All 25 female members of the 127-member assembly lodged a complaint with Toshiaki Yoshino, the legislative body’s president, demanding that such taunting, which they say degraded the dignity of the assembly, will never occur again.
On June 20, Your Party filed a request with Yoshino, who is also a member of the Liberal Democratic Party, to discipline those who heckled Shiomura. Your Party members say the abuse came from male members in the section of the assembly hall reserved for LDP members, the largest faction in the assembly.
But Osamu Yoshiwara, secretary-general of the LDP, has so far hesitated to identify those responsible.
“There is no evidence that LDP members are the ones who did the heckling,” he said. “Still, I will call on assembly members to refrain from making inappropriate remarks.”
Your Party officials say they will seek to use voice-print analysis software on video footage of the session to identify the perpetrators.
The rules governing the proceedings of the Tokyo metropolitan assembly session stipulate that no one is allowed to disrupt a session, including making remarks without permission or creating a commotion.
Currently, there are no penalties for violating the rules.
When inappropriate remarks are made, an assembly member can file a motion to suspend the session in protest and call a meeting of the steering committee.
But no such motion was filed.
Shigeru Ishige, secretary-general of the opposition Democratic Party of Japan, expressed regret for failing to swiftly respond to the taunting.

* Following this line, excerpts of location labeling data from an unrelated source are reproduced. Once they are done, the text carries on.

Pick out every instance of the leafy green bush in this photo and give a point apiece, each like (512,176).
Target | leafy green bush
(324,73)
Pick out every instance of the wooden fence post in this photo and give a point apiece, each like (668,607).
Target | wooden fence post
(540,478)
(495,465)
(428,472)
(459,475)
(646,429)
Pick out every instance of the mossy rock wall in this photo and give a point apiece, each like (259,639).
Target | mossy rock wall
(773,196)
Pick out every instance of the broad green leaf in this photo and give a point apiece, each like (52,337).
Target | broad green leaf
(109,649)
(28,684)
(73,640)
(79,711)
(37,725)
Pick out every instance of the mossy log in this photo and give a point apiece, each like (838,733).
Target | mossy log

“Right after those remarks were made, we should have submitted a motion to halt the session instead of passively observing it,” he said.

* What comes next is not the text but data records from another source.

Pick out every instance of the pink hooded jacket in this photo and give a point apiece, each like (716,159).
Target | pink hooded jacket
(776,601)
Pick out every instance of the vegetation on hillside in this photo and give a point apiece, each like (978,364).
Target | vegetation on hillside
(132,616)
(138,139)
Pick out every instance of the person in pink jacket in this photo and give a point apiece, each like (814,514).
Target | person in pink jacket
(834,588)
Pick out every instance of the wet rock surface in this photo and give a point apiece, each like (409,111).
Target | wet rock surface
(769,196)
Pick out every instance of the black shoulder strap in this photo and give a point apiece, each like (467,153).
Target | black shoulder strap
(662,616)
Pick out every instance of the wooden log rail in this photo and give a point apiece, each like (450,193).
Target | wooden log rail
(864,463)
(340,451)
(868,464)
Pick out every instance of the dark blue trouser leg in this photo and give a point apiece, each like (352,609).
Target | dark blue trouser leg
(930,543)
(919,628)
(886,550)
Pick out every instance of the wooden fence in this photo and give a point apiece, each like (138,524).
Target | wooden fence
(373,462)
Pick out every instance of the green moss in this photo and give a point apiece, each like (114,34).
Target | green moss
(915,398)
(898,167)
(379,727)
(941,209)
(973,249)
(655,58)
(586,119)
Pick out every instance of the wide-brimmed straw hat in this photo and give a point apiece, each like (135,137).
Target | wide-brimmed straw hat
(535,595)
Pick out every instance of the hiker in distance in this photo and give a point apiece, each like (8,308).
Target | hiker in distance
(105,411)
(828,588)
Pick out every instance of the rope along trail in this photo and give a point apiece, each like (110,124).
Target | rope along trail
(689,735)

Ishige said he is concerned that the flurry of taunts could raise doubts about the decency of the assembly members and result in a loss of public trust.
This is not the first time remarks degrading women have been made by Japanese politicians.
Seiichi Ota, a former Lower House member, lost his seat in an election after saying in 2003 that men involved in a gang rape showed evidence of virility.
The gaffe was in reference to a high-profile rape case that involved male students from Waseda University. He made the remark while speaking before a gathering about the problems surrounding the nation’s declining birthrate.
Hakuo Yanagisawa, a minister of health, labor and welfare, fell to the same fate after he called women “birth-giving machines” in 2007. He also made the remark while talking about measures to halt the drop in the nation’s birthrate.